4

My trival query take 3 seconds to return and requires a ton of reads according to SQL Profiler. Why?

I have a table filled with 5,000,000 accounts that are all geocoded points. All of the accounts are clustered within a 20 mile radius of a city. My index looks like so.

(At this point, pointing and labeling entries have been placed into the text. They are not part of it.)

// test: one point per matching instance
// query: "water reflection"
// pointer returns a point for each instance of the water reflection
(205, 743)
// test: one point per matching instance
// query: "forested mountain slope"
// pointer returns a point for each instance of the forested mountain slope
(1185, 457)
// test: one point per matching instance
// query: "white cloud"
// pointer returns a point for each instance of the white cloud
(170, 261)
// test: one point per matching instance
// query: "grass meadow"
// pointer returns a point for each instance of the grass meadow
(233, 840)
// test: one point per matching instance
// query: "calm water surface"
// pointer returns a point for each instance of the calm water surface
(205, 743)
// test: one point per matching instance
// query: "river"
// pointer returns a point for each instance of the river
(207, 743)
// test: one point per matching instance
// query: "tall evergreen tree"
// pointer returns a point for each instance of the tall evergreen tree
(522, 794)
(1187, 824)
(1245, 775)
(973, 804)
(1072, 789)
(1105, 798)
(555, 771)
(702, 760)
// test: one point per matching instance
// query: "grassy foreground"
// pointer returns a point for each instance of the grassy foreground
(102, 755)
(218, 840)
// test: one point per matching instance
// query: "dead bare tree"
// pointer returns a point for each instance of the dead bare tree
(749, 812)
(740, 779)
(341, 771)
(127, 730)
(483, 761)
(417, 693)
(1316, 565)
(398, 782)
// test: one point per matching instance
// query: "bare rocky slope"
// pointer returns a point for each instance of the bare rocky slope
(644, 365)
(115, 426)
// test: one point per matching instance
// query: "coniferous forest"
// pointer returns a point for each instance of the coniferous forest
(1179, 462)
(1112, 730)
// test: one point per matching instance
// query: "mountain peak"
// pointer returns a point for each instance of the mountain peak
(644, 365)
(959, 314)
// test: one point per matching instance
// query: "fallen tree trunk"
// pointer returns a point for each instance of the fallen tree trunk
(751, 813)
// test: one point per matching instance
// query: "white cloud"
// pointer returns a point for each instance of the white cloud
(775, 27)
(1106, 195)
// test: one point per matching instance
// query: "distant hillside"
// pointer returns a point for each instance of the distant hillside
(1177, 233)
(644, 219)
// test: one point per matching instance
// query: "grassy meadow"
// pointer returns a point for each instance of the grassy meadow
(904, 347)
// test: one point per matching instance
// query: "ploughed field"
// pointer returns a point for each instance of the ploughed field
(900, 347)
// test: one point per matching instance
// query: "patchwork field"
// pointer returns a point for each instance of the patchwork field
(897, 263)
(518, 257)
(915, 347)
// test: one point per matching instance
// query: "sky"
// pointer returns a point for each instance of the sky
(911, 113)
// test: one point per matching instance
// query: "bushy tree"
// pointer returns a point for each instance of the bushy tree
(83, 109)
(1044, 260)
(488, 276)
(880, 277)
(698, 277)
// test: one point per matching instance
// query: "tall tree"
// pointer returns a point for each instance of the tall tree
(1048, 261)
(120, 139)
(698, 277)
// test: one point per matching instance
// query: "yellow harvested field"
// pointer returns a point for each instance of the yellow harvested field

CREATE SPATIAL INDEX [IX_CI_Geocode] ON [dbo].[CustomerInformation] 
(
    [Geocode]
)USING  GEOGRAPHY_GRID 
WITH (
GRIDS =(LEVEL_1 = HIGH,LEVEL_2 = HIGH,LEVEL_3 = HIGH,LEVEL_4 = LOW), 
CELLS_PER_OBJECT = 128, PAD_INDEX  = OFF, SORT_IN_TEMPDB = OFF, DROP_EXISTING = OFF, ALLOW_ROW_LOCKS  = ON, ALLOW_PAGE_LOCKS  = ON) ON [PRIMARY]
GO

When I run a query as simple as the following:

DECLARE @g geography = geography::Point(41.848039, -87.96361, 4326);
DECLARE @region geography = @g.STBuffer(5000);

select count(0) from CustomerInformation ci WITH(INDEX(IX_CI_Geocode))
where ci.Geocode.STIntersects(@region) = 1

It takes 3 seconds to return and according to SQL Server Profiler it required CPU of 12,203 and Reads of 1,218,873. Those seem like huge numbers for using an index.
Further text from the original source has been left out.